Двадцатого я с родителями (они тогда были моложе меня сегодняшней) ездила к Белому дому. Видели танки. Было не страшно. Было странно. Постояли на площади, послушали Ельцина. Вернулись домой. В электричке (туда и обратно) мне казалось, что людям нет дела до происходящих событий, все заняты своей обыденной, будничной жизнью. Не помню, отчего мне так чудилось. Может быть, слышала разговоры о житейском, о дачном, к примеру, заборе. Бог знает. Дома слушали «Эхо Москвы», новости, песни Высоцкого.
Недавно я смотрела документальный фильм Лозницы об августе девяносто первого в Ленинграде (уже в сентябре город вновь станет Петербургом). Меня поразила толпа, даже не толпа, собрание людей на площади. Тихие люди. Тихие, потому что слушали. Выступающих. Новости по радио. Прислушивались. Ждали. Это была не растерянность, разве что отчасти. Предгрозовая тишина.
Двадцать третьего (или двадцать четвертого) я встречалась в Москве с друзьями, с Олегом Аронсоном и его женой, с Сережей Гурко. Ходили по Москве, молодые и счастливые. Когда-то в другой стране мы учились в МИИТе на программистов, а теперь я училась писать сценарии, Олег и Сережа поступали в аспирантуру Института философии (или только что поступили).
Недавно в музей пришел архив Говорухина. Среди документов – листовка с Указом президента РСФСР Бориса Ельцина о незаконности Государственного комитета по чрезвычайному положению (ГКЧП) от 19 августа 1991 года. На листовке автограф Мстислава Ростроповича жене Станислава Говорухина синей шариковой ручкой: «Гале от / мужа Гали / от имени Гали / и от своего / С любовью / Слава / 22/VIII 91».

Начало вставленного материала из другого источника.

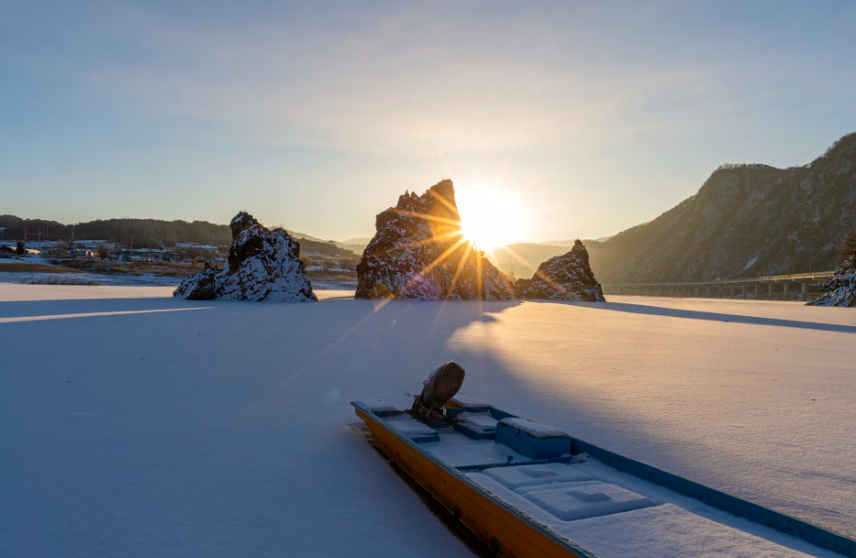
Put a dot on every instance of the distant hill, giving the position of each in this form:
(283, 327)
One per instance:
(144, 233)
(745, 221)
(521, 260)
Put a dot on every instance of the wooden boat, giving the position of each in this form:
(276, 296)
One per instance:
(530, 490)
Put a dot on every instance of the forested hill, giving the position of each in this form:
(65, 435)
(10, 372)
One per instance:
(745, 221)
(140, 233)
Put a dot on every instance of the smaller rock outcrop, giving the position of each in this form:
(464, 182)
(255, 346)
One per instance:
(263, 265)
(419, 252)
(566, 277)
(840, 290)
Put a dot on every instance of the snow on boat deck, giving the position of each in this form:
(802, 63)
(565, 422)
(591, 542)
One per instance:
(132, 431)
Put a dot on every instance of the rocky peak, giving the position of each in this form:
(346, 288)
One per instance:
(418, 252)
(262, 265)
(566, 277)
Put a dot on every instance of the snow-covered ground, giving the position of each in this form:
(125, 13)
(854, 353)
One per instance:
(134, 424)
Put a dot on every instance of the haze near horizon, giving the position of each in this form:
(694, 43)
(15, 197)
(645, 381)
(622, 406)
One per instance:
(590, 119)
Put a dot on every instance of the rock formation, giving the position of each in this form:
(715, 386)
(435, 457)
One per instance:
(263, 265)
(567, 277)
(418, 252)
(840, 290)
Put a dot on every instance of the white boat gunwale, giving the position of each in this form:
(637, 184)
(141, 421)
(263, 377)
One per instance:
(717, 499)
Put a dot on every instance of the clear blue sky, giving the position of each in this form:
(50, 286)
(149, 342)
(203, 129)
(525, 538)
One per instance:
(317, 115)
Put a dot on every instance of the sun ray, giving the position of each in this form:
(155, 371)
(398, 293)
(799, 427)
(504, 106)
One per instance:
(461, 264)
(427, 217)
(438, 260)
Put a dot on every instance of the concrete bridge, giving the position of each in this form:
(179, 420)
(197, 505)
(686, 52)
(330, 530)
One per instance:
(769, 287)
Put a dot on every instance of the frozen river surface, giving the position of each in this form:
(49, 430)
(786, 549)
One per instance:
(133, 424)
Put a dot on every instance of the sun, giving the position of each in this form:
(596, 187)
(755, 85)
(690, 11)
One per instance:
(490, 217)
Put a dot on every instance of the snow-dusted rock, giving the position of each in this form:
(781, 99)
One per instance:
(263, 265)
(418, 253)
(567, 277)
(840, 290)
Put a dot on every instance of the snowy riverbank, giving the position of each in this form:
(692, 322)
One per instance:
(134, 424)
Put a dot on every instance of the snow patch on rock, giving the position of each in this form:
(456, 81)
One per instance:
(418, 252)
(840, 290)
(263, 265)
(566, 277)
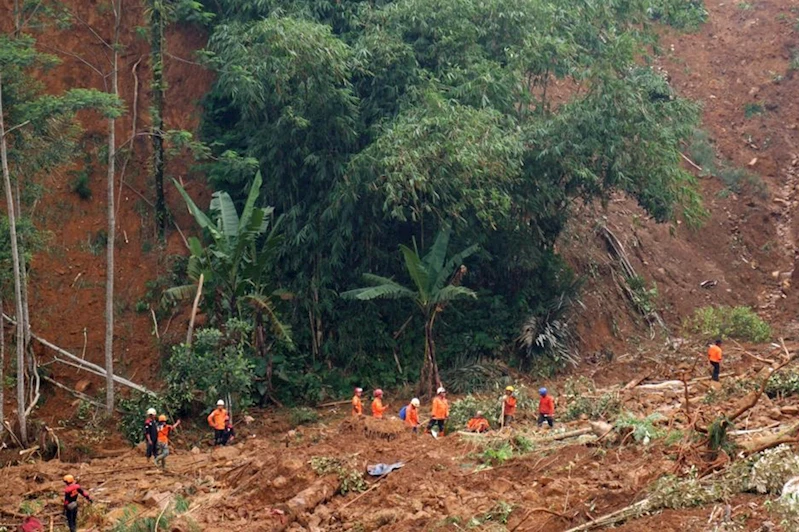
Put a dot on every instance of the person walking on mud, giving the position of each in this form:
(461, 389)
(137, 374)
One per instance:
(217, 420)
(357, 403)
(714, 356)
(164, 430)
(151, 432)
(440, 412)
(71, 492)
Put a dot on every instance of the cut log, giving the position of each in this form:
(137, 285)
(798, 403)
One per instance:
(786, 436)
(83, 363)
(308, 499)
(612, 518)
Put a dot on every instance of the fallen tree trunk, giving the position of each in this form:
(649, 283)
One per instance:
(613, 518)
(97, 370)
(786, 436)
(308, 499)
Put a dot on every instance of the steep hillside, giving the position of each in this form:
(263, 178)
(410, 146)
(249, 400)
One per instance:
(741, 65)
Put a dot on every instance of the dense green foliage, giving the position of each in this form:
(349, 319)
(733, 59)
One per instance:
(375, 124)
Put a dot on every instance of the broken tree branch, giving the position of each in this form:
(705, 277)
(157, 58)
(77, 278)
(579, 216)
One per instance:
(88, 366)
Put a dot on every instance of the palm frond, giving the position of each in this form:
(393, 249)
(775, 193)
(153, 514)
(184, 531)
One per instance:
(383, 291)
(449, 293)
(179, 293)
(434, 260)
(222, 204)
(417, 271)
(454, 262)
(280, 329)
(201, 218)
(252, 197)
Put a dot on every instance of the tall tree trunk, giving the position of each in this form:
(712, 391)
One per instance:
(157, 58)
(109, 275)
(2, 366)
(12, 225)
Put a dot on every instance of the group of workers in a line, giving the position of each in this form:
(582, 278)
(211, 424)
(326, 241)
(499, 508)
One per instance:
(440, 411)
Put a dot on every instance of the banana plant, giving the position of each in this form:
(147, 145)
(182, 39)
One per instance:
(436, 282)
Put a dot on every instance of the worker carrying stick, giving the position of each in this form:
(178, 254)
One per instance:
(357, 404)
(440, 411)
(217, 420)
(377, 405)
(546, 408)
(164, 430)
(71, 492)
(508, 407)
(151, 432)
(478, 423)
(714, 356)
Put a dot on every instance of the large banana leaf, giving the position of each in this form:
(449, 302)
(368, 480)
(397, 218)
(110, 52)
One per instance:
(418, 272)
(228, 219)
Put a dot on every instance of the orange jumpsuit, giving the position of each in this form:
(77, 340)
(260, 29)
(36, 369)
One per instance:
(477, 424)
(412, 416)
(357, 406)
(378, 408)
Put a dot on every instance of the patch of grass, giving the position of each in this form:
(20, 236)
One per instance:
(752, 109)
(80, 184)
(739, 179)
(729, 322)
(702, 151)
(681, 14)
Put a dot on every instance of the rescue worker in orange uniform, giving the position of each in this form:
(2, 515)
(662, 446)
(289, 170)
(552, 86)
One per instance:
(216, 420)
(508, 406)
(440, 411)
(412, 415)
(714, 356)
(546, 408)
(357, 404)
(478, 423)
(71, 492)
(164, 430)
(377, 405)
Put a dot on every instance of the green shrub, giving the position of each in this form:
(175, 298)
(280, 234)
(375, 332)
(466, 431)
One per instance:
(216, 366)
(680, 14)
(80, 185)
(303, 416)
(783, 384)
(729, 322)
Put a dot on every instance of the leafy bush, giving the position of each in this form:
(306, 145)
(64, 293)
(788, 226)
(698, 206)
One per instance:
(783, 384)
(215, 366)
(681, 14)
(729, 322)
(303, 416)
(80, 185)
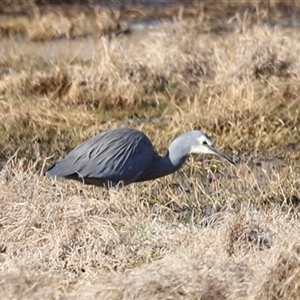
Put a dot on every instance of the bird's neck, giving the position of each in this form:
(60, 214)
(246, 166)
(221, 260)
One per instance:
(162, 166)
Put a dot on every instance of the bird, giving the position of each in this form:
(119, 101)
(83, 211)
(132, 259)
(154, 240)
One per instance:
(119, 157)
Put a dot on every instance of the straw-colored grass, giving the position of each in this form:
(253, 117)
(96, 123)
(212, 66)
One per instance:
(210, 231)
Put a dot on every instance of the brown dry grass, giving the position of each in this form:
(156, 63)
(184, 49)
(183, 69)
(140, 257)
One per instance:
(209, 232)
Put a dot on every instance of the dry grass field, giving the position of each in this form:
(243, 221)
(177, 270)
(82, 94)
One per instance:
(210, 231)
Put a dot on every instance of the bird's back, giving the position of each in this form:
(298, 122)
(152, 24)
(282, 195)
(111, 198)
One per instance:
(118, 155)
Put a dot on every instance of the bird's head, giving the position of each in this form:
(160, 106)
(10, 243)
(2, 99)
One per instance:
(203, 144)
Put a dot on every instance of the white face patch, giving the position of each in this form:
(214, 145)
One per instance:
(202, 147)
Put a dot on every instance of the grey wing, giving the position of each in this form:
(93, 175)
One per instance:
(116, 155)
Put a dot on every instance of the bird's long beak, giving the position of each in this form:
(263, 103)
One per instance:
(215, 151)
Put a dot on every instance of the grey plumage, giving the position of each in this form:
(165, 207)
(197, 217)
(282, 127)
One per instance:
(127, 155)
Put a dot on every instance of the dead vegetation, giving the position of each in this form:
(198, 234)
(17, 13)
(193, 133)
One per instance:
(210, 231)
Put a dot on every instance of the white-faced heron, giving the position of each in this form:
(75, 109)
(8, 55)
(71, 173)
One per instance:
(122, 156)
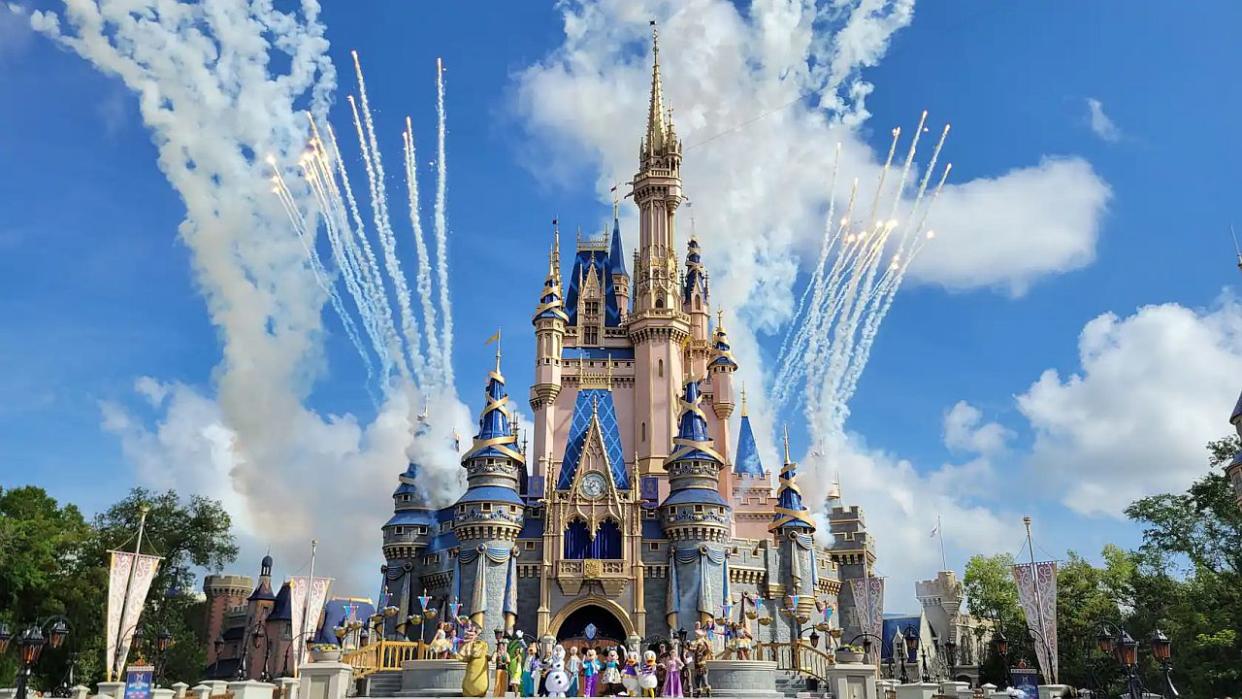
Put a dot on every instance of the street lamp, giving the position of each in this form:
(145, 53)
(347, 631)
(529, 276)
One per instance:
(912, 642)
(30, 646)
(1117, 642)
(950, 656)
(1161, 649)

Через четыре года, в 1995-м, Говорухин возглавит Комиссию Государственной Думы по истории развития чеченского кризиса.
Я листаю его записи в ярко-красном «Служебном дневнике». О событиях в Чечне, о людях. Дудаев. Басаев. Руцкой. Говорухин рисовал их портреты черной гелевой ручкой, эти ручки тогда вошли в обиход.
А я в девяносто пятом пришла в Музей. Сценарии мои никто снимать не рвался, ничего у меня не складывалось. Олег посоветовал Музей.
Две тысячи двадцать первый. Я приезжаю рано утром, пью кофе, проверяю почту и берусь за старые бумаги. Дышу пылью.
Хочется сказать: всё прах. Так и говорю.